KORANJURI.COM – Guna menekan angka kecelakaan lalulintas di kalangan pelajar, Polres Purworejo mengadakan MoU atau nota kesepahaman dengan Dindikbudpora tentang pencegahan dan penanganan balap liar, Sabtu (28/5) di Mapolres Purworejo.

Dalam kesempatan itu, Kapolres Purworejo AKBP Th Arsida Septiana menandatangani Mou bersama Kepala Dindikbudpora Kabupaten Purworejo, Drs Muh Wuryanto, MM, dengan disaksikan para kepala sekolah SMP dan SMA/SMK se Kabupaten Purworejo.

Menurut Kapolres Purworejo, angka kecelakaan lalulintas dengan pelajar sebagai korban maupun pelaku, yang mengakibatkan korban meninggal dunia, luka berat, luka ringan, maupun menyebabkan kerugian material, di Purworejo masih cukup tinggi.

Untuk tahun 2015, ada 269 kejadian.

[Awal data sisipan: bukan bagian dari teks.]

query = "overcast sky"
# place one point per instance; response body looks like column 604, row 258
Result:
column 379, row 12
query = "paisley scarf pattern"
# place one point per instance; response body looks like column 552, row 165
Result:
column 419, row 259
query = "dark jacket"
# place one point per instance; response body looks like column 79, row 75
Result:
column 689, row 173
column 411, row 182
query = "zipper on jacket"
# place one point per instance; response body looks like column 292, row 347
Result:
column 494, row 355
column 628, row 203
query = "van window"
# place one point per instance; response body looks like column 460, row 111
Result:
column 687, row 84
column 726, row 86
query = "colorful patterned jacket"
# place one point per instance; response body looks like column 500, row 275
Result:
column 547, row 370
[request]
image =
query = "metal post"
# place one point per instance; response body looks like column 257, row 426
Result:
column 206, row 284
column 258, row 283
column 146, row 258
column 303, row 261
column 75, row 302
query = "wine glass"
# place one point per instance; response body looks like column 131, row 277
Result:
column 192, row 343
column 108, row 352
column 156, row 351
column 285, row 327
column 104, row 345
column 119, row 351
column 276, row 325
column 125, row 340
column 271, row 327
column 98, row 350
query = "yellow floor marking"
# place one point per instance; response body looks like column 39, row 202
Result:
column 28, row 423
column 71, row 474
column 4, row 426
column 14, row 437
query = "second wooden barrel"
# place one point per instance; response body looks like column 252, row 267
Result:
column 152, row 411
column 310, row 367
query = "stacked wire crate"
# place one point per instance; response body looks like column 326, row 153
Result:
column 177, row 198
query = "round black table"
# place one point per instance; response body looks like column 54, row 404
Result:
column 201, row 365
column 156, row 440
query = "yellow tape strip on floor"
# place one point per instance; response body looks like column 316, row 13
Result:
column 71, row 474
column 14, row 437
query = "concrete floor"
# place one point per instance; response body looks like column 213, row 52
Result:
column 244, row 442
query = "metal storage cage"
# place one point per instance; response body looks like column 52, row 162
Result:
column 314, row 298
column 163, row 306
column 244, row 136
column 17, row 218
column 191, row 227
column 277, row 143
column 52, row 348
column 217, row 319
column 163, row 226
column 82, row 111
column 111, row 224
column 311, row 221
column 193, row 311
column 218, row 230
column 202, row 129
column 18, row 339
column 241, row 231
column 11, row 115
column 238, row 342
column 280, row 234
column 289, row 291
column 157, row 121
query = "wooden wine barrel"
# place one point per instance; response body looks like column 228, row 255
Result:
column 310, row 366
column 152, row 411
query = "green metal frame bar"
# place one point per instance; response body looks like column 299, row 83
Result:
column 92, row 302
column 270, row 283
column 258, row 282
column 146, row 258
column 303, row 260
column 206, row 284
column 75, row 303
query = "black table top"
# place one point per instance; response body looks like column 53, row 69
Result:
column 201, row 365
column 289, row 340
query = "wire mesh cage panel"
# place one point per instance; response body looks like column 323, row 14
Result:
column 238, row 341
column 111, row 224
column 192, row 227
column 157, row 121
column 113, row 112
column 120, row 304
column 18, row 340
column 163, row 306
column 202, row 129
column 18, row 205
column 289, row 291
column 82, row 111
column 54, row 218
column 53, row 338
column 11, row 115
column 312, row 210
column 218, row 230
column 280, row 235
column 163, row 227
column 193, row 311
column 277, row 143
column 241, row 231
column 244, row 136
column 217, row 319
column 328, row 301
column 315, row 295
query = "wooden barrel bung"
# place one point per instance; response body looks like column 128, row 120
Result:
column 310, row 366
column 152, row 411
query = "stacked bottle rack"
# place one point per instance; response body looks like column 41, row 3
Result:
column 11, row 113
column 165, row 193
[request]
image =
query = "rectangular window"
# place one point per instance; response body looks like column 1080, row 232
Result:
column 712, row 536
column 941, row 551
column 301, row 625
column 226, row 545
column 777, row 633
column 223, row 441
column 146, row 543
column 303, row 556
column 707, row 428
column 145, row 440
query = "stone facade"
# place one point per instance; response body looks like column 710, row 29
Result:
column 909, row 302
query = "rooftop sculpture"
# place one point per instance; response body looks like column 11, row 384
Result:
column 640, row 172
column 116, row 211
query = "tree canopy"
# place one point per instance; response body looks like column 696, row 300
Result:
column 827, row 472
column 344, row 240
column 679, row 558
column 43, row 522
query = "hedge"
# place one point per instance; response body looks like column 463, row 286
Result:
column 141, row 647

Dan di tahun 2016 hingga bulan April, tercatat ada 164 kejadian. Sementara pelanggaran lalu lintas yang dilakukan para pelajar, di tahun 2015 ada 8621 pelanggaran. Di tahun 2016 hingga bulan April, sudah terjadi 1003 pelanggaran.

“Karena itulah, pendidikan akan lalulintas di kalangan pelajar sangatlah penting. Adanya MoU ini, kita fokuskan ke balap liar, karena para pelaku balap liar, umumnya dilakukan para pelajar SMP dan SMA/SMK,” jelas AKBP Th Arsida Septiana.

Dalam kesempatan yang sama, Kasatlantas Polres Purworejo, AKP Rubiyanto, SIK mengatakan adanya MoU bertujuan untuk memberikan efek jera bagi para pelajar pelaku balap liar.

Jelas Eko Rubiyanto, dalam menangani balap liar, tindakan represif sudah dilakukan jajarannya, dengan mengadakan razia. Namun ternyata, hal itu tidak membuat para pelaku balap liar, yang notabene para pelajar, tidak jera. Mereka terus mengulanginya.

Dengan adanya MoU ini, kedepan, para pelajar yang kena razia balap liar akan ditilang yang  berlaku untuk jangka 3 bulan. Kendaraan bisa diambil, setelah si pelaku membuat surat pernyataan, dan motor dikembalikan standar pabrik.

“Dan pihak sekolah juga harus memberikan sanksi atau hukuman. Misalnya, dengan mempertontonkan para pelaku balap liar ini sewaktu upacara bendera di hadapan teman-temannya. Tujuannya, agar bisa memberikan efek jera,” jelas Kasatlantas Polres Purworejo.